Scala-lang reference 5.5.1 and 6.6.1 gave me the impression that a default parameter would be able to refer to a previously evaluated one:

class Test(val first: String, val second: String = first)

but from experimenting it seems the only way to do this is to use the form:

class Test(val first: String)(val second: String = first)

and then define an auxiliary constructor or a creational companion class to avoid specifying the second set of brackets when creating. I don't really understand how this second constructor works, it looks like a curried function so I might guess that it is necessary to evaluate first independently of second, is this correct? Is this form necessary or is there some syntatic sugar I can use to tweak the first constructor into doing what I want?

Was it helpful?

Solution

As Travis Brown points out, you can indeed only refer to a previous argument in a default expression when it is from a previous argument list (so you do need to currify).

Now, regarding your particular use case, default arguments and method overloading are sometimes two ways of achieving the same thing.

I think the simplest solution to your scenario is simply to define Test as follows:

class Test(val first : String, val second : String) {
  def this(f : String) = this(f, f)
}

If you want to make it more complicated, an alternative way, using a companion object:

class Test(val first : String)(val second : String = first)
object Test {
  def apply(f : String) = new Test(f)
  def apply(f : String, s : String) = new Test(f)(s)
}

(A small difference is that now you create objects without new.)

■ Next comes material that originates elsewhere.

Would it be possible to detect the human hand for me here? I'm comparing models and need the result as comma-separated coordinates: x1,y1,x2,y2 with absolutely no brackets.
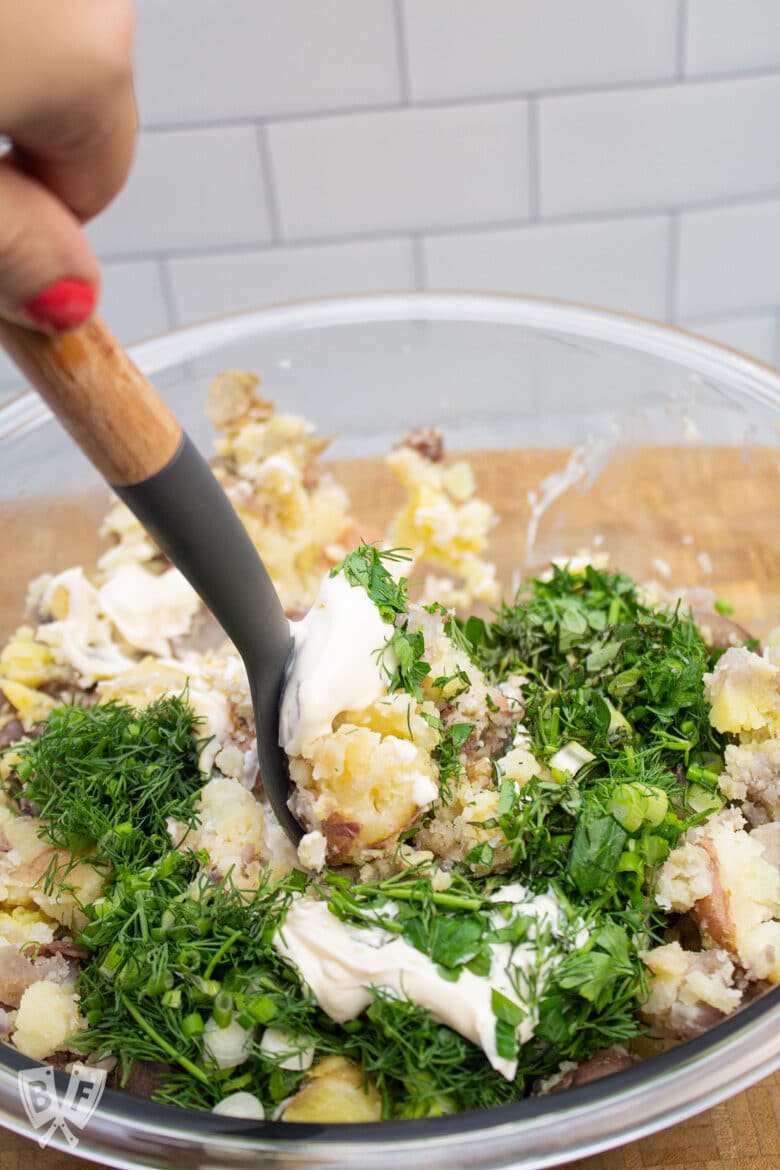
0,0,136,332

What you cannot do, is define it as:

class Test(val first : String)(val second : String = first) {
  def this(f : String, s : String) = this(f)(s)
}

...because the curried version gets translated into (among other things) a method with the same signature as the overloaded contructor.

OTHER TIPS

From 5.3 of the spec:

The scope of a formal value parameter includes all subsequent parameter sections and the template t.

Regular methods are the same, by the way (from 4.6):

The scope of a formal value parameter name x comprises all subsequent parameter clauses, as well as the method return type and the function body, if they are given.

I.e., whether you've got a constructor or an ordinary method, a value parameter name isn't in scope in its own parameter clause. In your second version the constructor has two parameter clauses, and first is only in scope in the second. See 5.3 for more detail about multiple parameter clauses.